Did he see it as a choice between compromising and doing what he wanted? “Yeah, except it wasn’t quite couched like that. It was more: if those poncey f***ers think they can boss me around I’ll kick them in the arse.”

He has, since then, toured, contributed to documentaries and written witty, heavily researched works of journalism such as Belching Out the Devil , an exposé of Coca Cola’s business practices; and Extreme Rambling , a travelogue about walking along Israel’s separation barrier “for fun”.

Only occasionally does he feel endangered. “When we were walking the wall, we were stoned by Palestinian youths who thought we were Israeli settlers,” he says. “We were trapped in a gully. It was really, really scary because these big rocks were coming down very, very fast and you get about three seconds to work out the trajectory and get out of the way. I was with two guys, one ex-PLO and the other ex-Israeli army. They said: ‘Just stay looking at the rocks and then move slowly out of range.’ If we’d tried to run we’d have been hit.”

But his career isn’t all about death-defying political stances. His 100 Acts of Minor Dissent show, he says, is an attempt to show people they can make a difference. “I don’t want people to regard culture as something that’s passive. Why would you do that? Forget telly. Get up and do something exciting. I got a lovely note from someone who said: ‘I’m agoraphobic so this doesn’t look like much to you, but it’s a deal to me.’ She’d written a critique of Harry Potter and put it in a book in a bookshop. I felt very moved by that.”


The demonised poor
He dislikes how the authorities conspire to make people feel small. He hates the Conservative Party’s demonisation of the poor (“What a nasty, evil, spiteful way of viewing the world”), and, in 2010, successfully took the police to court for an illegal search when highlighting their divisive “stop and search” policies.
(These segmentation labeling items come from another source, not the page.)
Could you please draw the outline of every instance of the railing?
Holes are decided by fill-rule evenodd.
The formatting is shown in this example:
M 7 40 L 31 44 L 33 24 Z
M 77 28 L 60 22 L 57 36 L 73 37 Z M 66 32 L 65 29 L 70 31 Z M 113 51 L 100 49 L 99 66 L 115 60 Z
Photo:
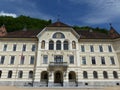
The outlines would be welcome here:
M 49 66 L 68 66 L 67 62 L 50 62 Z

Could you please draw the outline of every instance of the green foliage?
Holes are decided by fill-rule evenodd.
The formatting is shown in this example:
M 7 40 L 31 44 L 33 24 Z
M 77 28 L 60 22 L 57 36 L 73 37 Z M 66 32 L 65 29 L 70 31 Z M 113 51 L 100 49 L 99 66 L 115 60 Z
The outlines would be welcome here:
M 51 20 L 47 21 L 23 15 L 17 18 L 0 16 L 0 26 L 4 24 L 8 32 L 22 30 L 24 27 L 31 30 L 43 29 L 45 26 L 51 24 L 51 22 Z
M 16 31 L 16 30 L 22 30 L 23 28 L 27 28 L 29 30 L 38 30 L 43 29 L 47 25 L 51 24 L 52 20 L 42 20 L 37 18 L 31 18 L 29 16 L 19 16 L 17 18 L 13 18 L 10 16 L 0 16 L 0 26 L 5 25 L 8 32 Z M 75 30 L 94 30 L 96 32 L 101 33 L 108 33 L 108 30 L 103 28 L 92 28 L 89 26 L 73 26 Z

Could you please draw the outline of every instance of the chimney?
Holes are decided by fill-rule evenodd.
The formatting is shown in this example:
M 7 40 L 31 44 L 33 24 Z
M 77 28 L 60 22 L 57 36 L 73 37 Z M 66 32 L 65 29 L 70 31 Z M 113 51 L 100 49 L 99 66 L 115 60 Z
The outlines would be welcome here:
M 3 24 L 0 27 L 0 37 L 5 36 L 5 35 L 7 35 L 7 31 L 6 31 L 5 25 Z

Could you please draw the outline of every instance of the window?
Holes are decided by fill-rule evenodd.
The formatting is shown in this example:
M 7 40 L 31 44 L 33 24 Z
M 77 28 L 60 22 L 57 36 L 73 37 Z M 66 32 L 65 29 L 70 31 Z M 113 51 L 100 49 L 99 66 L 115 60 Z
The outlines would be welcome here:
M 45 41 L 44 40 L 41 42 L 41 49 L 45 49 Z
M 68 50 L 68 41 L 64 41 L 64 50 Z
M 70 61 L 70 64 L 74 64 L 74 56 L 73 55 L 69 56 L 69 61 Z
M 106 72 L 106 71 L 103 71 L 103 77 L 104 77 L 105 79 L 107 79 L 107 78 L 108 78 L 108 74 L 107 74 L 107 72 Z
M 12 71 L 8 71 L 8 78 L 12 78 Z
M 29 78 L 33 78 L 33 71 L 29 71 Z
M 20 59 L 20 64 L 23 65 L 24 64 L 24 60 L 25 60 L 25 56 L 21 56 L 21 59 Z
M 76 49 L 76 42 L 72 41 L 72 49 Z
M 62 55 L 55 55 L 54 56 L 54 62 L 55 63 L 63 62 L 63 56 Z
M 96 64 L 95 57 L 91 57 L 91 58 L 92 58 L 92 64 Z
M 108 51 L 112 52 L 112 47 L 110 45 L 108 46 Z
M 54 50 L 54 42 L 52 40 L 49 41 L 49 50 Z
M 61 50 L 61 41 L 56 42 L 56 50 Z
M 105 57 L 101 57 L 101 64 L 105 64 Z
M 14 64 L 15 56 L 11 56 L 10 64 Z
M 98 73 L 96 71 L 93 71 L 93 78 L 95 78 L 95 79 L 98 78 Z
M 17 45 L 14 44 L 14 45 L 13 45 L 13 51 L 16 51 L 16 48 L 17 48 Z
M 87 78 L 88 78 L 88 74 L 87 74 L 86 71 L 83 71 L 83 78 L 84 78 L 84 79 L 87 79 Z
M 53 38 L 61 39 L 65 38 L 65 35 L 61 32 L 56 32 L 55 34 L 53 34 Z
M 93 47 L 93 45 L 90 45 L 90 51 L 91 51 L 91 52 L 94 52 L 94 47 Z
M 47 63 L 48 63 L 48 56 L 43 55 L 43 64 L 47 64 Z
M 116 71 L 113 71 L 113 77 L 114 77 L 114 78 L 118 78 L 118 74 L 117 74 Z
M 1 78 L 1 76 L 2 76 L 2 71 L 0 70 L 0 78 Z
M 103 47 L 102 47 L 102 45 L 99 46 L 99 50 L 100 50 L 100 52 L 103 52 Z
M 26 44 L 23 44 L 22 51 L 26 51 Z
M 84 47 L 84 45 L 81 45 L 81 52 L 85 52 L 85 47 Z
M 82 57 L 82 64 L 86 65 L 86 57 Z
M 111 61 L 111 64 L 112 64 L 112 65 L 115 65 L 114 57 L 110 57 L 110 61 Z
M 34 64 L 34 56 L 31 56 L 31 58 L 30 58 L 30 64 Z
M 18 72 L 18 78 L 22 78 L 23 77 L 23 71 L 19 71 Z
M 7 44 L 4 44 L 3 51 L 7 50 Z
M 31 50 L 32 50 L 32 51 L 35 51 L 35 50 L 36 50 L 35 44 L 32 45 Z
M 5 56 L 1 56 L 0 64 L 4 64 Z

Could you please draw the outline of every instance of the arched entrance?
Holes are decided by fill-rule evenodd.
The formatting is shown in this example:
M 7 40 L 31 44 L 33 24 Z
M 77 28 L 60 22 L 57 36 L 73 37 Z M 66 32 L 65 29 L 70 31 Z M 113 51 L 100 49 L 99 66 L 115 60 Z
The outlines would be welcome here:
M 76 74 L 74 71 L 69 72 L 69 82 L 76 82 Z
M 48 82 L 48 72 L 47 71 L 43 71 L 41 73 L 41 82 Z
M 63 73 L 61 71 L 54 73 L 54 83 L 63 83 Z
M 77 86 L 78 83 L 76 81 L 76 73 L 74 71 L 69 72 L 69 85 L 70 86 Z

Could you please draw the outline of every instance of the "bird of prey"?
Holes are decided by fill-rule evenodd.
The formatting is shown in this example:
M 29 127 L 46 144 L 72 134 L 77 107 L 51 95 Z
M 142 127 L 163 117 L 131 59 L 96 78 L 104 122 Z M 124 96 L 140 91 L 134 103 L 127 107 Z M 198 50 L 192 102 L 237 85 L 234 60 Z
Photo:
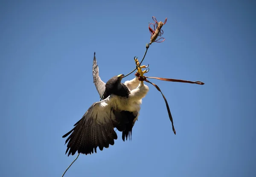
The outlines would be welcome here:
M 76 151 L 86 155 L 96 153 L 97 147 L 102 151 L 109 145 L 113 145 L 114 139 L 117 139 L 114 128 L 122 132 L 123 141 L 128 138 L 131 139 L 142 99 L 148 91 L 148 87 L 137 77 L 123 84 L 121 82 L 124 75 L 120 74 L 105 84 L 99 75 L 95 53 L 93 74 L 93 82 L 102 101 L 94 103 L 73 128 L 62 136 L 69 135 L 65 142 L 68 156 Z M 142 75 L 143 73 L 140 74 Z

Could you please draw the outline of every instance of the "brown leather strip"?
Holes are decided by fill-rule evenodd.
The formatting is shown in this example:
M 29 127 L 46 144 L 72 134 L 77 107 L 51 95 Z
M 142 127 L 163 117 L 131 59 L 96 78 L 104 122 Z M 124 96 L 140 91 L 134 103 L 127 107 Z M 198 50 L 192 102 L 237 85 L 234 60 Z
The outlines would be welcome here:
M 175 134 L 176 135 L 176 131 L 175 131 L 175 128 L 174 128 L 174 126 L 173 125 L 173 120 L 172 119 L 172 114 L 171 113 L 171 111 L 170 110 L 170 108 L 169 108 L 169 105 L 168 104 L 168 103 L 167 102 L 167 100 L 166 100 L 166 98 L 165 96 L 164 96 L 164 95 L 163 95 L 163 94 L 162 93 L 161 90 L 160 90 L 160 88 L 158 87 L 158 86 L 157 86 L 155 84 L 152 83 L 152 82 L 151 82 L 151 81 L 149 81 L 148 80 L 146 80 L 145 81 L 146 81 L 147 82 L 148 82 L 148 83 L 151 84 L 152 84 L 153 85 L 155 86 L 155 87 L 157 88 L 157 90 L 161 92 L 161 93 L 162 94 L 162 95 L 163 96 L 163 99 L 164 99 L 164 101 L 166 102 L 166 108 L 167 108 L 167 111 L 168 111 L 168 114 L 169 115 L 169 118 L 170 118 L 170 120 L 171 120 L 171 122 L 172 122 L 172 131 L 173 131 L 173 133 L 174 133 L 174 134 Z
M 174 78 L 158 78 L 156 77 L 146 77 L 145 76 L 146 78 L 155 78 L 158 80 L 161 80 L 162 81 L 169 81 L 171 82 L 184 82 L 187 83 L 190 83 L 190 84 L 198 84 L 199 85 L 204 85 L 204 82 L 202 82 L 200 81 L 185 81 L 184 80 L 180 80 L 180 79 L 175 79 Z

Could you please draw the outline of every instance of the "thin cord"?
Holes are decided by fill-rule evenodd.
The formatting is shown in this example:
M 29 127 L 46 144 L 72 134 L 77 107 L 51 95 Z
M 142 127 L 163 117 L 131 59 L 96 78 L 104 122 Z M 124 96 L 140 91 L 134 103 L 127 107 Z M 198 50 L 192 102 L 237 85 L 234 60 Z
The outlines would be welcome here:
M 76 159 L 75 159 L 75 160 L 73 161 L 73 162 L 72 162 L 70 164 L 70 165 L 68 166 L 68 167 L 67 167 L 67 168 L 66 169 L 66 170 L 65 170 L 65 171 L 64 171 L 64 173 L 63 173 L 63 174 L 62 174 L 62 176 L 61 176 L 61 177 L 63 177 L 64 176 L 64 175 L 66 173 L 66 172 L 67 172 L 67 170 L 68 170 L 68 168 L 69 168 L 71 166 L 71 165 L 72 165 L 73 163 L 74 163 L 75 162 L 75 161 L 78 158 L 78 157 L 79 156 L 79 155 L 80 155 L 80 154 L 79 154 L 78 155 L 77 155 L 77 156 L 76 156 Z

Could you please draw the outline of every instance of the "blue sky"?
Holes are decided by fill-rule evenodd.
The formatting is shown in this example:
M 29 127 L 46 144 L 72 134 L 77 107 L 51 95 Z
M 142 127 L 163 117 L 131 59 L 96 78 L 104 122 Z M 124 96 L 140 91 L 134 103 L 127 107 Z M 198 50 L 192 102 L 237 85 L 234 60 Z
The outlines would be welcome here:
M 128 73 L 153 15 L 168 21 L 147 75 L 205 84 L 151 79 L 177 134 L 149 85 L 132 140 L 119 133 L 65 177 L 256 176 L 255 1 L 23 1 L 0 7 L 1 176 L 61 176 L 76 157 L 61 136 L 99 100 L 93 52 L 105 81 Z

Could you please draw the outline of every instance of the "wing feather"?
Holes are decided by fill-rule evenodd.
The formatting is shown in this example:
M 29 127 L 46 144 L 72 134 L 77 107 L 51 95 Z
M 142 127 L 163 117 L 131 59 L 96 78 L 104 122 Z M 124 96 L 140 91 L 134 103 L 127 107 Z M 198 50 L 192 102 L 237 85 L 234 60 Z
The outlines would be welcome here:
M 93 63 L 93 83 L 99 94 L 99 97 L 101 98 L 105 91 L 105 85 L 106 84 L 101 80 L 99 76 L 99 66 L 97 64 L 95 52 L 94 52 Z
M 75 124 L 75 127 L 62 136 L 70 134 L 66 141 L 68 156 L 73 155 L 76 151 L 85 154 L 96 153 L 98 147 L 102 151 L 104 147 L 114 144 L 117 135 L 112 123 L 116 118 L 112 113 L 111 102 L 114 102 L 114 99 L 109 96 L 94 103 Z

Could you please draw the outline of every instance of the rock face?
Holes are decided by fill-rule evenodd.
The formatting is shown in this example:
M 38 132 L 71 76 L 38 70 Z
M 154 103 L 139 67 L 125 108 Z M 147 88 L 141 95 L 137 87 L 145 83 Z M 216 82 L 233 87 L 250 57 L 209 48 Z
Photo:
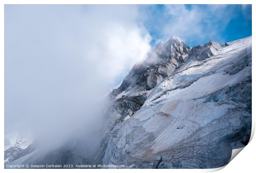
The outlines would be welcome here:
M 146 99 L 139 109 L 141 104 L 129 108 L 131 117 L 114 125 L 103 164 L 128 168 L 227 164 L 232 149 L 247 145 L 251 135 L 251 37 L 223 45 L 211 40 L 192 49 L 173 37 L 152 54 L 111 94 L 114 101 L 140 95 Z
M 232 149 L 249 142 L 251 89 L 251 37 L 192 48 L 173 37 L 109 94 L 103 136 L 95 133 L 39 158 L 33 145 L 9 148 L 6 164 L 221 167 Z

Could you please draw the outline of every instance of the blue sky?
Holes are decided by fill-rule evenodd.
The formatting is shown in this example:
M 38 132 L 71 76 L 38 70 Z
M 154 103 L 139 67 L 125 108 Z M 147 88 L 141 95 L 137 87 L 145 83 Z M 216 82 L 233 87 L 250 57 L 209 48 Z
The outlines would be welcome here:
M 251 35 L 251 5 L 5 5 L 5 132 L 66 134 L 160 40 Z
M 175 5 L 167 6 L 158 5 L 141 7 L 149 16 L 144 24 L 152 37 L 152 45 L 155 45 L 154 42 L 168 39 L 173 35 L 178 35 L 175 36 L 180 37 L 192 47 L 204 44 L 210 39 L 222 43 L 251 35 L 251 5 L 186 5 L 178 6 L 178 8 Z M 179 21 L 191 16 L 193 17 L 189 21 Z M 172 29 L 173 26 L 175 30 Z M 168 27 L 169 32 L 166 32 Z M 194 31 L 197 30 L 200 32 L 196 33 Z

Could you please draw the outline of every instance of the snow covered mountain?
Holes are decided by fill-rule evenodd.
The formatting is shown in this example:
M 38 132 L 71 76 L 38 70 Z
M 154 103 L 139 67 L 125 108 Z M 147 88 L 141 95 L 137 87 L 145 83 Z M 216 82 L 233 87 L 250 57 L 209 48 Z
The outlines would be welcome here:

Does he ever question his choices? “When the tax bill comes in, I think, s**t, I could be advertising bread and beer by now. But after you die do you really want people to say: ‘He paid his mortgage on time and, by golly, he advertised bread?’ I once did a telly programme where we flew a hot-air balloon over a US air force listening base on the Yorkshire moors and nearly crash-landed. I said to a mate of mine: ‘If you advertise bread and biscuits you might make a few quid in the short term, but you’ll lose your dignity and you won’t get to fly hot-air balloons over US listening bases.’ ”


Mark Thomas appears at Dublin’s Sugar Club on Thursday . More Irish tour dates at markthomasinfo.co.uk



GOSPEL ACCORDING TO MARK: THREE ACTS OF MINOR DISSENT

Here are some of the acts of dissent Mark Thomas has engaged in thus far:


l Campaigning for union recognition for some cinema workers. “We’d shimmy up ladders and rearrange all the letters outside on the board so it would spell out messages for the union. We’d hold demonstration in the cinema with Day-Glo banners. We mass emailed the chief executive. Four weeks ago the management recognised the union.”
l Annoying Waitrose over their pay rates. “Waitrose have this little scheme where you get a green coin at the end of your shop and you put it in a Perspex box to indicate whether you want a donation to go towards a pension or a child or an animal. We made coins exactly like those, except instead of saying ‘Waitrose’, they said ‘pay the living wage ’.”
l Decrying tax avoidance. “We brought a céilí band into an Apple store, to highlight Apple’s Irish-based tax structuring. Various parts of the world act as a financial Guantánamo Bay for finances . Apple had billions of profit but [ has ] managed to pay [ relatively little ] tax anywhere.”